龍の脚撃(レグナート)』は空間をループはせず、見えない壁のようなものにぶち当たっているようで、そこをこじ開けようとそのままぶつかり続ける。

 1秒…2秒と経つたびに空間の圧はどんどん増していき、当然俺の体にも負荷は掛かっていく。


「…ぐっ…!」


 まだか…と思ったその瞬間、俺の体に掛かっていた圧がなくなり、体が急に軽くなった。

 まるで羽が生えたかのようだ。


 案の定、この空間を壊すことに成功したようで、上には光の差す穴がぽっかりと開いていた。


「よしっ!!!」

「うっそおおぉぉぉぉっっ!!??」


 俺が破壊したことを確認したと同時に、さっき聞こえていた声が近くで聞こえる。

 どうやらこの空間の外からそれは聞こえてきているようだ。


「この声!?」

「まさか『虚構迷宮(ホロウミラージュ)』が無理矢理破られるなんて…!」

「どこだオラァッ!!!」

「やばいやばいっ!! ウォルちゃんごめん!」


 すぐさま穴から飛び出し、閉じ込められていた空間の外を確認するが、どこにも人影は見当たらない。


 ………。


 耳を澄ましてみても何も聞こえない。

 どうやら容疑者には逃げられたようだ。


「ぬぁぁぁっっ!!! ちくしょうがぁっ!!」


 なんともやるせない気持ちだけが俺に残る。

 …また、学院の時のように逃げられてしまった。そう感じていた。


「…ここは…郊外か? なんでこんなところに…」


 敗北感に満ちた状態だったが、自分のいる場所を見渡してみると、そこは普段ヒナギさんと稽古をしていた場所であった。


「っ! 皆は!? …あっちか!」


 自分がなぜこの場所にいるかはさておき、すぐさま皆の安否を思い出し、ポポとナナの気配を探る。

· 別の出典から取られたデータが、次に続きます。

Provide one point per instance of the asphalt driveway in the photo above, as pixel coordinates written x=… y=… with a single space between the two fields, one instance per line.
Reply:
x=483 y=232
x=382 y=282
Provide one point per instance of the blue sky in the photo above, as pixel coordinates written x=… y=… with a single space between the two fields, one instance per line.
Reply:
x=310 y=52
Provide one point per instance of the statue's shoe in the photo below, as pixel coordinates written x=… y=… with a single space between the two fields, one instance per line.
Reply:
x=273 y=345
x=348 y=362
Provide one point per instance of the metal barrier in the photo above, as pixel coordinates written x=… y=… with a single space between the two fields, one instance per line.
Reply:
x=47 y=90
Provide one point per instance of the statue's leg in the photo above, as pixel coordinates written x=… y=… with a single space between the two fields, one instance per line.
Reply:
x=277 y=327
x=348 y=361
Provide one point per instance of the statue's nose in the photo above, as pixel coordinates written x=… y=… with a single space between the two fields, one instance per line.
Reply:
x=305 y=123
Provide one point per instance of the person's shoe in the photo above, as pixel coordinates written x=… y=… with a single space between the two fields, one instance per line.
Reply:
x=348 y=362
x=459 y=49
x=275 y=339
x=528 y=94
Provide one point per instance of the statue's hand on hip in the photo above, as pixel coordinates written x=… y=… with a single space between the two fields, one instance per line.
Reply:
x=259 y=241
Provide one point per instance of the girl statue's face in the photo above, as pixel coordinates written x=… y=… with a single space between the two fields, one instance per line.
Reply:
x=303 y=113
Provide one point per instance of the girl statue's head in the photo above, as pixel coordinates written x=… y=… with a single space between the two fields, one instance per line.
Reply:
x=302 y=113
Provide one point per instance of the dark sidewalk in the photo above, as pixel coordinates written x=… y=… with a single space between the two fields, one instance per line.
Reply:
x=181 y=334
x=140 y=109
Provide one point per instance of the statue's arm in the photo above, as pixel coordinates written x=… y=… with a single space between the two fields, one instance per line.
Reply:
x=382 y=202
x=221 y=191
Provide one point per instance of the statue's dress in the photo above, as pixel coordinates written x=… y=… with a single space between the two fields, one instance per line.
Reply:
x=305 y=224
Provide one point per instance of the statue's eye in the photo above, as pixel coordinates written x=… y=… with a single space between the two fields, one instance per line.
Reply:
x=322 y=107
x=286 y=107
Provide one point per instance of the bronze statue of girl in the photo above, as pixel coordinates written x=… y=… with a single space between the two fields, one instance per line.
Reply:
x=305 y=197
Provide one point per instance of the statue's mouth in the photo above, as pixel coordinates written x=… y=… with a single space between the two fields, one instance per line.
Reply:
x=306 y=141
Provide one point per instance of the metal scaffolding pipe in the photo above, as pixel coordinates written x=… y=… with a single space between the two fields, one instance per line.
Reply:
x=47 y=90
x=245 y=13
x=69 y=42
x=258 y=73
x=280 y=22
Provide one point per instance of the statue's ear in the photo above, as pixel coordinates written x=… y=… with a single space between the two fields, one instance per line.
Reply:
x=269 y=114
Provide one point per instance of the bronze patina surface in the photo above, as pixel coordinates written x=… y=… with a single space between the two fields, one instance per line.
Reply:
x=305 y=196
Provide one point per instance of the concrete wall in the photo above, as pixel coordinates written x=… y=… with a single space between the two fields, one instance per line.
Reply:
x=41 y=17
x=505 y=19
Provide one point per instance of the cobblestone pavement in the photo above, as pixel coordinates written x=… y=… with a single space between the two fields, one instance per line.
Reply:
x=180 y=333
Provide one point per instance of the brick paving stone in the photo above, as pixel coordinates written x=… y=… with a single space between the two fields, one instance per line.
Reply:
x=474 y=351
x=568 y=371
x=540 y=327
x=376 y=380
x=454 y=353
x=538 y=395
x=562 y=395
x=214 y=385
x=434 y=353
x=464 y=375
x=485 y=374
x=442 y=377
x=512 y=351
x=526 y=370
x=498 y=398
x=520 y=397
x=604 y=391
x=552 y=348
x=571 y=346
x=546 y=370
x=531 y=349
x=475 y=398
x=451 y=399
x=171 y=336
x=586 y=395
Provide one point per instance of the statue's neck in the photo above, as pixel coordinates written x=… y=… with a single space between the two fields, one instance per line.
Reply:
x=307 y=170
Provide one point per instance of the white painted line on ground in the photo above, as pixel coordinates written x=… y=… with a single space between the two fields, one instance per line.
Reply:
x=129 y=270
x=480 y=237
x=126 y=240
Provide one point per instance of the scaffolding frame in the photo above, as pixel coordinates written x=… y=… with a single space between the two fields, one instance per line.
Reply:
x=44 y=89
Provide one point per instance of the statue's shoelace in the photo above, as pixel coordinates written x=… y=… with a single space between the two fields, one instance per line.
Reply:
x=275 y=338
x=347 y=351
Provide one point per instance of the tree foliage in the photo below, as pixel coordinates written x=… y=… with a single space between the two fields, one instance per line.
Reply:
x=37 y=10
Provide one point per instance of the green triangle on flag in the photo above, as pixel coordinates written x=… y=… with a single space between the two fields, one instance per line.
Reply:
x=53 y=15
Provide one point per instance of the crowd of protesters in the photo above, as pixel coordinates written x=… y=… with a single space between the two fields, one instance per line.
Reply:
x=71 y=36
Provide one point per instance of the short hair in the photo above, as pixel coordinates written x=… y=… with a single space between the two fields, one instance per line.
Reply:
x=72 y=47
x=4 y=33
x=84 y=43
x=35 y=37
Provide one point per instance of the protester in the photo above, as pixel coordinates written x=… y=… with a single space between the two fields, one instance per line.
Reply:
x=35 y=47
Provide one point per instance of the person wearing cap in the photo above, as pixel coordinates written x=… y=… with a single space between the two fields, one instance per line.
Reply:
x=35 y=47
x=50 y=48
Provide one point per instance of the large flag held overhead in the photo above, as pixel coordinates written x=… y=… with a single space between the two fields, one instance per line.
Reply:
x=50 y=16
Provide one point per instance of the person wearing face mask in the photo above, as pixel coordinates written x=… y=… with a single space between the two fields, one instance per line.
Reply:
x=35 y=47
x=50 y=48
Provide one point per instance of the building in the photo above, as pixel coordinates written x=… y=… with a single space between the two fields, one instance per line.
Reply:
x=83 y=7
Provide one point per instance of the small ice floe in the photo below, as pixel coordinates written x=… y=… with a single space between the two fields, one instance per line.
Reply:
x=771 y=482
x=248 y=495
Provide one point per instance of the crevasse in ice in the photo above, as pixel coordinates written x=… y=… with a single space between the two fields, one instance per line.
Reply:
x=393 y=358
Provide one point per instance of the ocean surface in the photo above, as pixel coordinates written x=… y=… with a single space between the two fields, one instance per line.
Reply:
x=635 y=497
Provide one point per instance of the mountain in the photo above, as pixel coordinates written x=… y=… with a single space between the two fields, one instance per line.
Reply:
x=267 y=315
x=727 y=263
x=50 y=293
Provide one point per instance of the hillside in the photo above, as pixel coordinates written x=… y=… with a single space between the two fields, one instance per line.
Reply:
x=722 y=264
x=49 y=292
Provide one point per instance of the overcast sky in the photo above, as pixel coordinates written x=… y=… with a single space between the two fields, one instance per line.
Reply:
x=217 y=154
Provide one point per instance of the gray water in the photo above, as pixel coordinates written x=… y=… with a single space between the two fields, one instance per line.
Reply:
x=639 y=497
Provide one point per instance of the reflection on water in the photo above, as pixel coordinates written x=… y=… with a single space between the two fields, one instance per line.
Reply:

 すると、ポポとナナはどうやら今離れ離れになっているのか、別々の所から反応を感じる。だがポポの反応の方角からは土煙が確認できるのに対し、ナナの方からは何もないのが目に映り、どちらが今危険なのかを即座に判断。

 まずはポポの方へと向かうことに決めた。


 この空間を作っていた奴は確かに気になるが、今はそれどころじゃない。

 アイツの言葉が確かなら、危険な目にあっているかもしれない!




 俺は、急いで現場へと向かった。